Other feedback on this topic seems to have died down. I believe that while it seems extremely likely that the M$ "security update" is the cause of this problem, it's far from proved. More feedback from anyone and everyone that has anything to contribute to this would still be very welcome.

**Ironi** · 05-18-2003, 08:23 PM

Originally Posted by Harry Kuhman

Ironi,
I'm still trying to get a hard and fast confirmation that M$ security updates change these values. Interested in sacrificing one of your cards for the cause (since you now have the original settings you should be able to reset them if need be)?

Perhaps, if I knew how to restore the original EEPROM settings.

If you're running XP then I would suggest just taking all updates and see if the eeprom is changed. If Win98 then Striker2002 posted a link to the update that he thinks is at least one source of the problem in the 4th message in this topic.

I've got Windows 98 on the box, but it's broken (won't even boot)... I suppose I could install XP, but I don't really want to.

**Harry Kuhman** · 05-18-2003, 11:36 PM

Originally Posted by Ironi

Perhaps, if I knew how to restore the original EEPROM settings.

Well, first of all let me say clearly that I have not done this yet myself (I haven't figured out yet exactly what the setting should be in my HP notebook NIC). But the same place you got the diag that you used to read the rom, http://www.scyld.com/diag/index.html, says that -w (or in same cases -w -w ) can be used to write the values back to the eeprom. -w is listed as an option "implimented in all diagnostic programs". I'm not certain of the exact syntax of this command, but the factor stopping me from resolving it is that I don't yet have a full pre-update set of values.

If you're looking at a built-in nic in a notebook, then I would say use caution rather than experimenting. But if (I thought this was the case) your nics are separate cards, then the worst that should happen is a card could get changed. NIC cards are cheap (for example, you can get one free after rebate this week at OfficeMax, so you're just out sales tax and a stamp). Between that and the likelyhood that the setting can be recorded and restorded should make it worth doing to prove if the update is really the source of the problem (and if something else is changing these NICs rather than M$ "security updates" we really need to know that.

**stevethayne** · 05-24-2003, 03:49 PM

More fuel to the fire...the spare network card I had been successfully using for Knoppix, and retained for Knoppix only, I had to start using for XP. (long story...I messed up my XP settings somehow - can't reinstall the original network card.) Had refused any security updates from XP, as far as I know. But this spare card now no longer works for Knoppix.

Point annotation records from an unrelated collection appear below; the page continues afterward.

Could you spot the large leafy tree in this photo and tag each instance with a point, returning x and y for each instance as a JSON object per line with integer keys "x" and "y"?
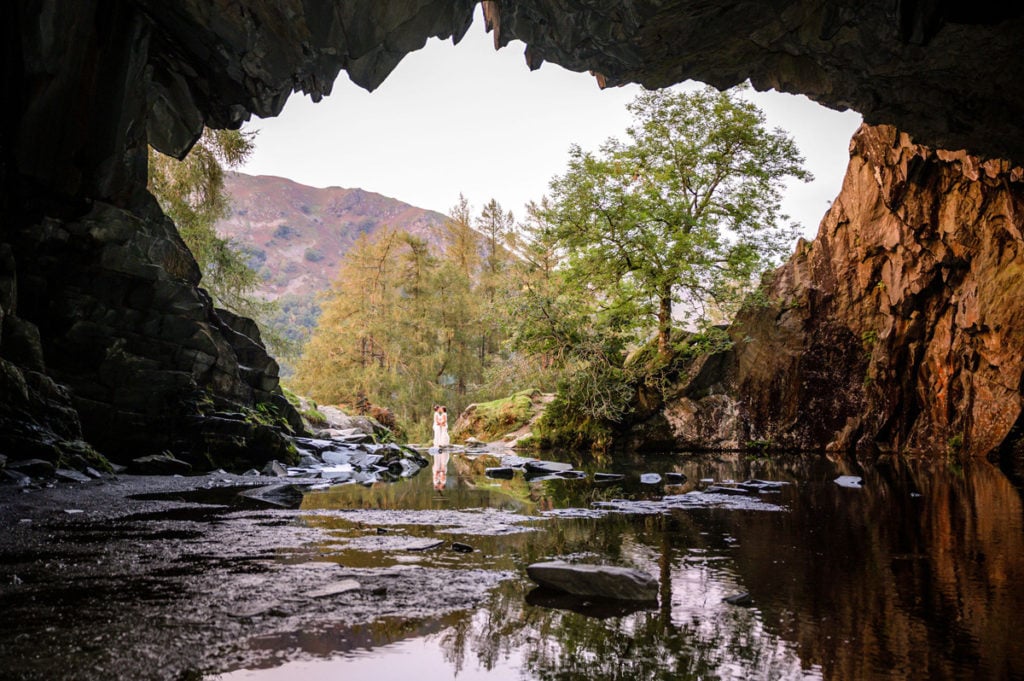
{"x": 678, "y": 218}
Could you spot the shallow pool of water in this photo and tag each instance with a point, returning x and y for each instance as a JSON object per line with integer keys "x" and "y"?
{"x": 916, "y": 572}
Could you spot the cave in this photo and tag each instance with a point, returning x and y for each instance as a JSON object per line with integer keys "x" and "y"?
{"x": 109, "y": 345}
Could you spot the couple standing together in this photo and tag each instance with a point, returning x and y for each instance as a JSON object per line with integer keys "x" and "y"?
{"x": 440, "y": 441}
{"x": 440, "y": 426}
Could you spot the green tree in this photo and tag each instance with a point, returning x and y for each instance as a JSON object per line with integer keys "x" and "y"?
{"x": 192, "y": 194}
{"x": 680, "y": 216}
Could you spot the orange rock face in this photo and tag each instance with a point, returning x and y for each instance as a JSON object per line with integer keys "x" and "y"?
{"x": 901, "y": 326}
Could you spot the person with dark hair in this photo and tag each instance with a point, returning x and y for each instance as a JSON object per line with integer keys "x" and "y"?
{"x": 440, "y": 426}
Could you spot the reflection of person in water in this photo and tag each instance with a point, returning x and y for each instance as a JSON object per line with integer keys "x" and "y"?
{"x": 440, "y": 469}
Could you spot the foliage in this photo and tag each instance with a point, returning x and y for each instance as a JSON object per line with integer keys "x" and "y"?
{"x": 666, "y": 230}
{"x": 409, "y": 326}
{"x": 493, "y": 419}
{"x": 681, "y": 217}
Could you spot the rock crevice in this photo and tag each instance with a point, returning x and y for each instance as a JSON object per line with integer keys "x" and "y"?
{"x": 897, "y": 329}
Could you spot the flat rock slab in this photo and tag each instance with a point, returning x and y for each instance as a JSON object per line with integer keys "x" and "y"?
{"x": 595, "y": 581}
{"x": 547, "y": 467}
{"x": 335, "y": 588}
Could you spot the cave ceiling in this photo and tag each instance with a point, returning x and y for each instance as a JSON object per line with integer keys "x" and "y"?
{"x": 950, "y": 74}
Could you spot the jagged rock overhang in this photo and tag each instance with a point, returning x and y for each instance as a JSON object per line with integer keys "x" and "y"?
{"x": 948, "y": 75}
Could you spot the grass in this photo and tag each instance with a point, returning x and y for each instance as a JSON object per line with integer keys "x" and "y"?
{"x": 488, "y": 421}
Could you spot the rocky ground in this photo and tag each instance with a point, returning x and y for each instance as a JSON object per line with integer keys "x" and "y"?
{"x": 172, "y": 578}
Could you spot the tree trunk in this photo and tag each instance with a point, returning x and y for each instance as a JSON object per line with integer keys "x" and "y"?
{"x": 665, "y": 326}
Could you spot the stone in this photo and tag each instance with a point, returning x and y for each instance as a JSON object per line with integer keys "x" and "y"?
{"x": 274, "y": 469}
{"x": 722, "y": 490}
{"x": 337, "y": 458}
{"x": 335, "y": 589}
{"x": 33, "y": 467}
{"x": 99, "y": 295}
{"x": 742, "y": 599}
{"x": 600, "y": 608}
{"x": 546, "y": 467}
{"x": 159, "y": 464}
{"x": 903, "y": 273}
{"x": 15, "y": 477}
{"x": 609, "y": 582}
{"x": 275, "y": 496}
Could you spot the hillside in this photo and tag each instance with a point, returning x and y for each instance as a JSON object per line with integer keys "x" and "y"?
{"x": 296, "y": 236}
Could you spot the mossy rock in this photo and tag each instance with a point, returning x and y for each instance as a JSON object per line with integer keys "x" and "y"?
{"x": 494, "y": 420}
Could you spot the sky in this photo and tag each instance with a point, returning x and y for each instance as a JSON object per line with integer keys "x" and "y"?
{"x": 467, "y": 119}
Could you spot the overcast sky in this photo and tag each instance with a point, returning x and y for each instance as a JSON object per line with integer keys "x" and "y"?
{"x": 471, "y": 120}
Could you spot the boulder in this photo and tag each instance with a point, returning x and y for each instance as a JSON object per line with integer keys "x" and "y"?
{"x": 159, "y": 464}
{"x": 33, "y": 467}
{"x": 609, "y": 582}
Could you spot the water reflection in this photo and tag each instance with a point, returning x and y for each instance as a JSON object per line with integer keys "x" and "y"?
{"x": 916, "y": 573}
{"x": 440, "y": 469}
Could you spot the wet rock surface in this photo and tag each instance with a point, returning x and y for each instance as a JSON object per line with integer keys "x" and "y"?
{"x": 140, "y": 553}
{"x": 176, "y": 578}
{"x": 604, "y": 582}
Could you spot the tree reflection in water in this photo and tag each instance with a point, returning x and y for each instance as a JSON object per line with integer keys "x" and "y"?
{"x": 916, "y": 575}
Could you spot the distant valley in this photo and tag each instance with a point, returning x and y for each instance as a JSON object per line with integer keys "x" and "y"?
{"x": 296, "y": 236}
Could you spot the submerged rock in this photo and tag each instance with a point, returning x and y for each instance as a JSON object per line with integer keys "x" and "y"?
{"x": 743, "y": 599}
{"x": 71, "y": 475}
{"x": 722, "y": 490}
{"x": 279, "y": 496}
{"x": 586, "y": 605}
{"x": 274, "y": 468}
{"x": 336, "y": 588}
{"x": 597, "y": 581}
{"x": 33, "y": 467}
{"x": 547, "y": 467}
{"x": 159, "y": 464}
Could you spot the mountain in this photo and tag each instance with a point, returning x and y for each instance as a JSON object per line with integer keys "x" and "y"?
{"x": 296, "y": 236}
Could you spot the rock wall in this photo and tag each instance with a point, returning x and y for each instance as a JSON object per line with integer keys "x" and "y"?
{"x": 105, "y": 336}
{"x": 899, "y": 328}
{"x": 107, "y": 342}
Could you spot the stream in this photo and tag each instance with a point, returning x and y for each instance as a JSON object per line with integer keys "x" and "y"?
{"x": 903, "y": 569}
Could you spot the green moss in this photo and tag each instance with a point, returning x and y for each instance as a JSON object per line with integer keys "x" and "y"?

Interesting. Surely Microsoft can't be actively modifying the eeproms of all cards, or all that have accessed the net through Knoppix, to stop them accessing the web. Looks I'm becoming one of those weird conspiracy theorists....which way Roswell people....?!

**stevethayne** · 05-25-2003, 09:30 PM

This is a continuation of the previous post for me really - just to say that Morphix now connects me to the net fine, whereas the Knoppix cd that did last night, did not this am, with no intervening use of anything else - tried it again after switching off the modem. Anyway, selfishly, I have a net connection with Linux, so am happy - but still curious as to what the issues are.